The Mighty Boosh also do good stand up.


----------



## JPMDan (Jan 5, 2007)

Dane Cook, Pablo Francisco, Carlos mencia, George Carlin, Ron White, and Louis CK (thanks Zimbloth)


----------



## Kevan (Jan 5, 2007)

Thanks for the props, Leon. Bill Hicks rocks (always present tense in my book). Everyone should find a copy of "Arizona Bay" and listen to it. It's not just straight stand-up; there's music in there as well. I think it's TOOL, but I never checked who the backing band was.

I'm not sure Hank would be considered a stand-up "comedian" though. Try this: ask him if he considers himself a comedian. If he doesn't throttle you into a pile of puss with a brain stem, then I think it's okay. 

My list:
- Dennis Miller (of course...heh heh)
- Ron White
- Brian Regan
- Patton Oswald
- Drake Sather

There are times when Robin Williams is good. In his last HBO special, the bit about golf....plain awesome. He's VERY good with improv, straight or whacked-out.

There are so many good ones out there. 
I need to think about this more. 


UNFUNNY: Will Ferrell.
Maybe I'm just old enough to where I've already seen Chevy Chase do all those bits. *yawns* *changes channel*


----------



## kung_fu (Jan 6, 2007)

Anybody catch Louis CK on Conan the other day? good stuff


----------



## Lozek (Jan 8, 2007)

Jim Jeffries, absolutely NOT WORK SAFE

The World Stands up

Fall back career


----------



## Kevan (Jan 25, 2007)

Kevan said:


> There are times when Robin Williams is good. In his last HBO special, the bit about golf....plain awesome. He's VERY good with improv, straight or whacked-out.


I was searching for hockey clips, and somehow this came up as one of the links. 

Robin Williams on golf

Enjoy!


----------



## HotRodded7321 (Jan 25, 2007)

garcia3441 said:


> Lewis Black


----------



## garcia3441 (Jan 25, 2007)

Kevan said:


> Bill Hicks rocks (always present tense in my book). Everyone should find a copy of "Arizona Bay" and listen to it. It's not just straight stand-up; there's music in there as well. I think it's TOOL, but I never checked who the backing band was.
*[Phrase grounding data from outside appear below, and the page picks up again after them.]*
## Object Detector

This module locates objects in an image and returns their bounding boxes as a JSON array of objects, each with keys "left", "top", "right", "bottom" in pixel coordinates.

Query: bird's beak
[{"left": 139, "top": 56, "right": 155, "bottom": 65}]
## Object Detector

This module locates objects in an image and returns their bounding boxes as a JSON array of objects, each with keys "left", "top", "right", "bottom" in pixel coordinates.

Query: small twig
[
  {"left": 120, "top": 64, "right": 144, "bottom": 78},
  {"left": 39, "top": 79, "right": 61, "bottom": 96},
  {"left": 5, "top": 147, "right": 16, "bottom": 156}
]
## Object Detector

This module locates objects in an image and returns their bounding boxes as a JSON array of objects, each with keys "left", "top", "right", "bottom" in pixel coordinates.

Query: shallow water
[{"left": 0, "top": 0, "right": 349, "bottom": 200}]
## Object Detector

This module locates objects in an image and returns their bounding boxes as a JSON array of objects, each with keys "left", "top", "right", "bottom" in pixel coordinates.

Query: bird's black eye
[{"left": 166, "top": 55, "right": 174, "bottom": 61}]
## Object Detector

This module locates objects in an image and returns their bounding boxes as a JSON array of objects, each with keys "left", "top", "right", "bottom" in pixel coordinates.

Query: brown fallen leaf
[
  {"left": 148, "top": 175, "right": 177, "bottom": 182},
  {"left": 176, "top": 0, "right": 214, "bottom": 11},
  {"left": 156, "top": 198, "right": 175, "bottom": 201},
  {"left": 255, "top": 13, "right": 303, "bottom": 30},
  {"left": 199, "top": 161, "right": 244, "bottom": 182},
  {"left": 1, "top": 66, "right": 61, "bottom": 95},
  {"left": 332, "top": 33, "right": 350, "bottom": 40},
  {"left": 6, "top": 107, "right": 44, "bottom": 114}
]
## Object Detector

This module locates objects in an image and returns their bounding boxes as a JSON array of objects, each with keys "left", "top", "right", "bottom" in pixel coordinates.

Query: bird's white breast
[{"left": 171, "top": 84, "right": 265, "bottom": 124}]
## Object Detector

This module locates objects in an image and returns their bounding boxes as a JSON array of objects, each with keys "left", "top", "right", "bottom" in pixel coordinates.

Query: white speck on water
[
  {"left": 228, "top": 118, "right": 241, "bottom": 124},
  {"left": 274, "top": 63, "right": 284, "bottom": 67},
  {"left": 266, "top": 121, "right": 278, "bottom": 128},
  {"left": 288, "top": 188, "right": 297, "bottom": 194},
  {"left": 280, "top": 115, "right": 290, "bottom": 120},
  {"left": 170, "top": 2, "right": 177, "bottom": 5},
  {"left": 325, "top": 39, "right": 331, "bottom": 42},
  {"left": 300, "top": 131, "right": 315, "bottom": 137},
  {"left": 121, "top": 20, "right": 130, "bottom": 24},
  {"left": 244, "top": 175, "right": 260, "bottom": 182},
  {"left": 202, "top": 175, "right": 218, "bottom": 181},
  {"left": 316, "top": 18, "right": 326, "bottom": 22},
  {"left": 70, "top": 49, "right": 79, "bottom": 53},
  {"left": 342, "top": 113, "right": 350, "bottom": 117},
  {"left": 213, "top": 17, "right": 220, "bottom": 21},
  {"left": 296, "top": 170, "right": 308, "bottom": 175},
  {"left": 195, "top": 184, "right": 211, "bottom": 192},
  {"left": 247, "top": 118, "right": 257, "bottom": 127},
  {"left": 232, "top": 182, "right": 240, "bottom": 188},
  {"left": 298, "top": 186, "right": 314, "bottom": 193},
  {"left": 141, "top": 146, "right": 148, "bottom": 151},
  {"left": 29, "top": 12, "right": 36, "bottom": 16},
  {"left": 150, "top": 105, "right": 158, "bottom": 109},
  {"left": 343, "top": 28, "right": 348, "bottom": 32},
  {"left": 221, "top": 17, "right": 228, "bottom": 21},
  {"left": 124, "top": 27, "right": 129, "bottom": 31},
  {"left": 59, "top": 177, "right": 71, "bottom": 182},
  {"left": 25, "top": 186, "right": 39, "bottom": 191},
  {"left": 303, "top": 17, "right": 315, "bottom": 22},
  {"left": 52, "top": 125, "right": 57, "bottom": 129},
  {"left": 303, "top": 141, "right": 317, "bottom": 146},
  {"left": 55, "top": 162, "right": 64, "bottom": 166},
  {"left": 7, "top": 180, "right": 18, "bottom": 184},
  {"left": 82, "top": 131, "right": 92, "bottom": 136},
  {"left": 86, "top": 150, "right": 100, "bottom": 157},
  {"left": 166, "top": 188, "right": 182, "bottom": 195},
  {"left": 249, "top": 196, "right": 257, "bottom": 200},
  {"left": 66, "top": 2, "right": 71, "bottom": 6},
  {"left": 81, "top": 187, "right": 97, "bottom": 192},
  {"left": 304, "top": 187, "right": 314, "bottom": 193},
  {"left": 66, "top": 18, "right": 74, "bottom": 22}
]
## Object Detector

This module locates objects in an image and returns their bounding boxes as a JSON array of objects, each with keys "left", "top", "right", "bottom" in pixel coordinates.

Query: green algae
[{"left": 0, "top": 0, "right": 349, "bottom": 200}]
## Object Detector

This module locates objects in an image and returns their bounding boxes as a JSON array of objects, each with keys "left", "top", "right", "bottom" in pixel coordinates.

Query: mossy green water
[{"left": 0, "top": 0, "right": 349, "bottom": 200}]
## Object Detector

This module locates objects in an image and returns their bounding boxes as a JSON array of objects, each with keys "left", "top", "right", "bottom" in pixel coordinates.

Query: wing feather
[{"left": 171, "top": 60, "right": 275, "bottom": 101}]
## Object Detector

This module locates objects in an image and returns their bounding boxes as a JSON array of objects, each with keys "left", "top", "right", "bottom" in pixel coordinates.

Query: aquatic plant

http://en.wikipedia.org/wiki/Arizona_Bay





> Bill Hicks - Guitar, Vocals
> Kevin Booth - Bass, Keyboards, Percussion, Producer


----------



## Kevan (Jan 25, 2007)

Thanks Mike.


----------



## djpharoah (Jan 30, 2007)

Jim Gaffican
Eddie Griffin
Chris Rock
Charlie Murphy
Dave Chappelle

Just a few that came of the top of my head. All rock and are insanely funny. 

Dane cook used to be funny, but now I think he just sucks.


----------



## Variant (May 17, 2007)

Stephen Lynch
The Amazing Jonathan
Eddie Izzard


----------



## forelander (May 17, 2007)

Everyone should watch the jim jeffries vids.


----------



## Blexican (May 17, 2007)

telecaster90 said:


> Mitch Hedburg (RIP)
> Chris Rock



Damn, I just found out that Mitch passed...you were a legend. R.I.P.  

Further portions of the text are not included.